Not perfect, a few edits were a little jumpy, but honestly, the amount of cleanup it did in seconds would’ve taken me longer by hand. On a much longer clip, this thing could easily saved hours.
You can also choose the “Edit for Clarity” option, which kinda cleans up the whole thing based on its own intuition. I actually think this one works a little better, but you’ll want to double-check that it doesn’t accidentally cut out anything important.
I wanted also wanted to test Studio Sound, Descript’s built-in AI audio cleanup tool. I uploaded a recording of me talking next to a fan blasting on my face, then I simply clicked Studio Sound, waited a few seconds, and boom it was cleaner.
The background noise got majorly toned and my voice thickened up a little.

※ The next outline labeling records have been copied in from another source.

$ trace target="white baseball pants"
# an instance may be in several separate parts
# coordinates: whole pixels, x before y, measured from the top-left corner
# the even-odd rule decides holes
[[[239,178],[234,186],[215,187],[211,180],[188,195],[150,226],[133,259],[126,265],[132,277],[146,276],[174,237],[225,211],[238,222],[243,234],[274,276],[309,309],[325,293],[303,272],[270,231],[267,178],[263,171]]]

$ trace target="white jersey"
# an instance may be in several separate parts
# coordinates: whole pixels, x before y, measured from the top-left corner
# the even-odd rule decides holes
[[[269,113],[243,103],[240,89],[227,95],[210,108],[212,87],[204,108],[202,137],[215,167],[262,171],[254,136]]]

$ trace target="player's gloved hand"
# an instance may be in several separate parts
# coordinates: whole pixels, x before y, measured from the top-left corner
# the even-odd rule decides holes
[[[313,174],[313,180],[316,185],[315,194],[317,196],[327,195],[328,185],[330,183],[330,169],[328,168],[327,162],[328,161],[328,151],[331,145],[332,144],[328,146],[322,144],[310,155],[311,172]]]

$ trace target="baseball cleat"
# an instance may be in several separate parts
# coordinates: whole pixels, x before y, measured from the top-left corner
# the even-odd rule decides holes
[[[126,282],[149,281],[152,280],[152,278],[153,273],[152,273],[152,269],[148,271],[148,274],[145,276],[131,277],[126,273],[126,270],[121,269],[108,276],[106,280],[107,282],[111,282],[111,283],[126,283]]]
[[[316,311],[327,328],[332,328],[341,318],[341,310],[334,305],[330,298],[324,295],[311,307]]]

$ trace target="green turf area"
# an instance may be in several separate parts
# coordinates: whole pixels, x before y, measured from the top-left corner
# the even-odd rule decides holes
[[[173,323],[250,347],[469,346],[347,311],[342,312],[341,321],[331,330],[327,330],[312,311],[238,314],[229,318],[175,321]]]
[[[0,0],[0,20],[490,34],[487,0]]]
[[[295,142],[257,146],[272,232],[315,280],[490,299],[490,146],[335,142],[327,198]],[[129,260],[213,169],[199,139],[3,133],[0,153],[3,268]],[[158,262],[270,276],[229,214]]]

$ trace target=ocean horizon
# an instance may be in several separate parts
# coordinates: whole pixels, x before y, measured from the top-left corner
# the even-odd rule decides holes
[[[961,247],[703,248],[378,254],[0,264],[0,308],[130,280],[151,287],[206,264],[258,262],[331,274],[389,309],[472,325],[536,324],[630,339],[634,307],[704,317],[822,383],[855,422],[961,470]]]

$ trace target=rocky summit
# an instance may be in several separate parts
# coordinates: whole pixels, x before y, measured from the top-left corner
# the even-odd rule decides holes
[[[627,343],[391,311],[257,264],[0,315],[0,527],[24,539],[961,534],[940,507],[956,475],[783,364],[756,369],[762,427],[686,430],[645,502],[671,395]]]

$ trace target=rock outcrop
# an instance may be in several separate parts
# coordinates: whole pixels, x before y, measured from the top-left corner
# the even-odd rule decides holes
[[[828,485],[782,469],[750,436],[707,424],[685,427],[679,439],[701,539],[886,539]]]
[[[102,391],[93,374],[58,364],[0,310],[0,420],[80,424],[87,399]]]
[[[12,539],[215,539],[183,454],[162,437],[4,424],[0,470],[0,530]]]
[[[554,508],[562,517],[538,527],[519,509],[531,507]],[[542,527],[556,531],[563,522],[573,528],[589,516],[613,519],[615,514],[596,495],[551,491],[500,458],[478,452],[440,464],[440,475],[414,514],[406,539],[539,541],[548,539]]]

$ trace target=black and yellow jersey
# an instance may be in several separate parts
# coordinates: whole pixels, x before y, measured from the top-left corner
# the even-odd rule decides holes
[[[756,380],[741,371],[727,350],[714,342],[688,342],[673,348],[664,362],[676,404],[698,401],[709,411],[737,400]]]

It’s definitely not perfect, sometimes it over-compresses and still has some audio pops. Maybe good in a pinch? Will need to keep playing with it to see.
Other uncanny things
I didn’t actually test out Descript’s Eye Contact feature myself. Not because I was too freaked out by the idea of my eyeballs being deepfaked into obedience (which I actually kind of am), but because it’s locked behind the paywall of a fancy Creator plan. I was merely a humble free-tier wanderer in this experiment, tinkering with the scraps available to us peasants. But I just watched other brave souls on YouTube demo it, and yeah, it’s kinda weird. Sorry I lied to you earlier in the video when I said I’d try it myself; turns out I’m not ready to spend money to see my myself turn into an AI demon.

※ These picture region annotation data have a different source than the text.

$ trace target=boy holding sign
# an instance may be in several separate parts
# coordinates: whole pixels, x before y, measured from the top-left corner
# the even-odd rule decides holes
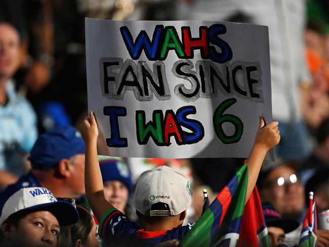
[[[256,184],[267,151],[280,140],[278,123],[266,126],[260,118],[254,146],[248,158],[249,179],[245,201]],[[182,226],[191,202],[188,179],[180,172],[167,167],[148,171],[141,175],[136,189],[138,216],[143,223],[141,230],[105,199],[97,158],[98,129],[91,112],[80,126],[86,142],[86,194],[93,212],[100,222],[99,232],[107,245],[136,246],[172,239],[182,239],[192,227]],[[162,216],[162,217],[160,217]]]

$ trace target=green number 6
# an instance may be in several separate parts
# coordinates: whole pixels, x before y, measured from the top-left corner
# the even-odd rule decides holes
[[[236,102],[234,98],[228,99],[219,105],[216,108],[213,117],[213,123],[215,132],[219,139],[224,144],[235,143],[238,142],[243,132],[243,124],[236,116],[230,114],[223,114],[230,106]],[[225,122],[232,124],[235,131],[232,136],[227,136],[224,132],[222,126]]]

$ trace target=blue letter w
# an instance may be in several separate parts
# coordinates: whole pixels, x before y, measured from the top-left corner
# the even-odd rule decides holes
[[[144,30],[140,31],[135,43],[133,40],[133,36],[127,26],[121,27],[120,32],[124,38],[126,47],[133,59],[138,59],[142,54],[142,51],[144,50],[145,55],[149,60],[157,60],[156,59],[156,50],[161,32],[163,29],[163,26],[162,25],[158,25],[155,26],[152,43],[151,43],[147,33]]]

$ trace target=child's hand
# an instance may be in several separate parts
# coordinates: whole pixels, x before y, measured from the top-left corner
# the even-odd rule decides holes
[[[260,116],[259,118],[259,127],[255,138],[255,145],[267,151],[280,141],[280,132],[277,128],[279,123],[272,122],[265,126],[263,117]]]
[[[97,141],[98,137],[98,128],[96,119],[92,111],[89,112],[89,117],[86,116],[80,125],[80,132],[86,143]]]

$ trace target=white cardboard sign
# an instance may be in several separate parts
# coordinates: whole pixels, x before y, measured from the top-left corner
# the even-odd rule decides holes
[[[246,157],[258,116],[272,120],[267,27],[87,18],[86,36],[89,110],[112,155]]]

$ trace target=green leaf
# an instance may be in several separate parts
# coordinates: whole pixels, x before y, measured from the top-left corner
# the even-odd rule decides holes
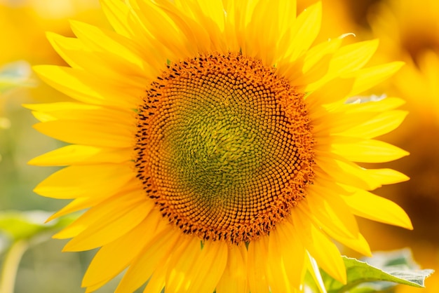
[[[343,257],[347,284],[343,285],[322,271],[328,293],[369,293],[384,292],[397,284],[424,287],[425,279],[433,270],[420,270],[409,250],[375,252],[361,261]]]
[[[13,242],[29,240],[44,232],[59,229],[71,223],[74,217],[44,224],[52,213],[41,210],[4,211],[0,212],[0,233],[8,236]]]
[[[8,63],[0,67],[0,95],[20,86],[34,86],[30,65],[25,61]]]

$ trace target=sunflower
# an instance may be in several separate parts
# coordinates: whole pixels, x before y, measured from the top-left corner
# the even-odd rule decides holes
[[[100,247],[87,292],[125,269],[116,292],[296,292],[316,261],[346,282],[332,239],[370,254],[355,215],[412,229],[370,192],[407,177],[354,163],[407,155],[373,139],[404,119],[400,99],[345,102],[401,66],[363,68],[376,40],[312,46],[320,3],[102,6],[114,31],[72,21],[76,38],[48,34],[70,67],[35,68],[78,102],[27,106],[72,144],[30,163],[67,166],[35,189],[73,199],[49,219],[88,209],[55,236]]]

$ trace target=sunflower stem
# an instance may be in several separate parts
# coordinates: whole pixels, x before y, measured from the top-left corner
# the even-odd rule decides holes
[[[1,271],[0,278],[1,293],[14,292],[18,265],[28,247],[29,243],[27,241],[20,240],[15,242],[9,248],[9,251],[5,257]]]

I also wasn’t able to personally test out Overdub, Descript’s sci-fi-level voice cloning feature, since that too lives behind the paywall. But in theory, and from watching plenty of demos on youtube, it’s pretty impressive. The idea is that Descript learns your voice, and then when you mess up a line, you can literally type the correction, and the AI version of you says it out loud like nothing ever happened, is really something.
And as stated earlier, you can do many of the other bells and whistles a lot of other tools offers such as captions, greenscreen, stock images, etc. Not very excited, but they’re there if you decide to become a “premiere be damned!” Descript disciple.
LIMITATIONS
Feature overload: There’s a ton going on here. Too much. Between editing, dubbing, captions, effects, and publishing, the interface can feel like a cluttered command center. Great power, but chaotic energy.

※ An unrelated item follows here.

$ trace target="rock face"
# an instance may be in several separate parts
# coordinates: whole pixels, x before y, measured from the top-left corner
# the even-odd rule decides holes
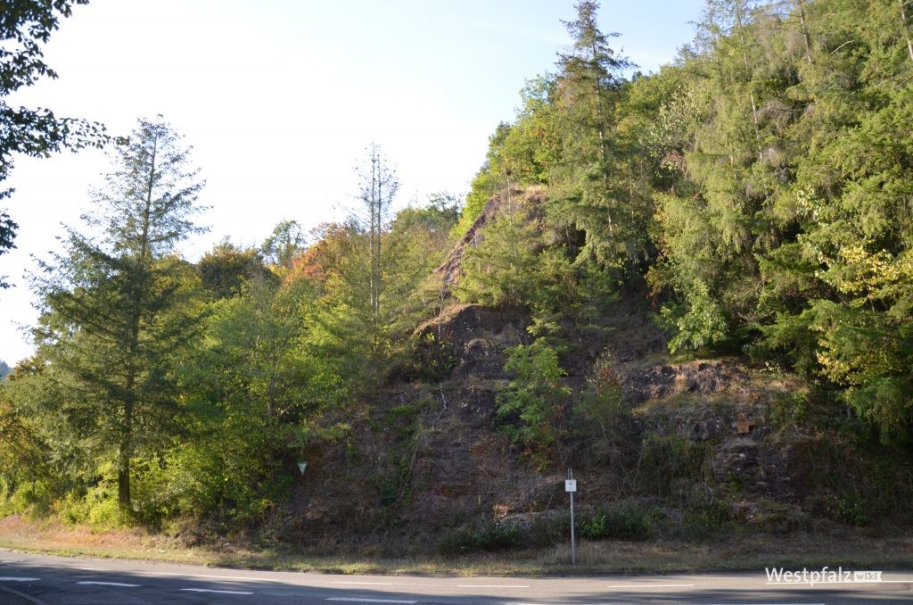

Not emotion-aware editing: Text-based editing is great until you realize it doesn’t know when to pause for laughter, emphasis, or sarcasm. You’ll still have to finesse it in the timeline.
Free tier restrictions: The free plan gives you a taste, but most of the real fun (like Eye Contact and Overdub) lives behind the paywall. You’ll run out of credits or hit “upgrade” prompts pretty fast. A bunch of the most advanced features also don’t work in the web version, so you’ll need to download the desktop app to do any real experimenting.
Occasional bugginess: Even when you do get rolling, playback hiccups, lag, and sync quirks pop up, especially with video-heavy projects. It’s powerful software, just not always graceful.
OVERALL
Descript is… a lot. Like, a lot. Like, too much It’s trying to be the one-stop shop for all of post-production — podcasting, video editing, dubbing, captions, AI magic, you name it — and while that ambition is admirable, it’s also overwhelming. The interface feels overstuffed, like someone crammed every creative tool imaginable into one giant suitcase and told you to “just start editing.” It’s not the easiest thing to navigate, and the UI can be straight-up intimidating if you’re new to it.
That said, once you find your footing, it’s an absolute no-brainer for podcasts and audio editing. The text-based editing alone is game-changing, and I’d honestly be shocked if most podcasters aren’t already using this. It’s also genuinely helpful for long-form interviews, with the ability to search keywords in the transcript to find sound bites being a massive time saver, and the filler word removal tool is a gift to anyone who’s ever had to edit a 90-minute conversation.
Long story short: there’s way more going on here than I could possibly test in one go, and I’ll definitely be keeping an eye on how it evolves.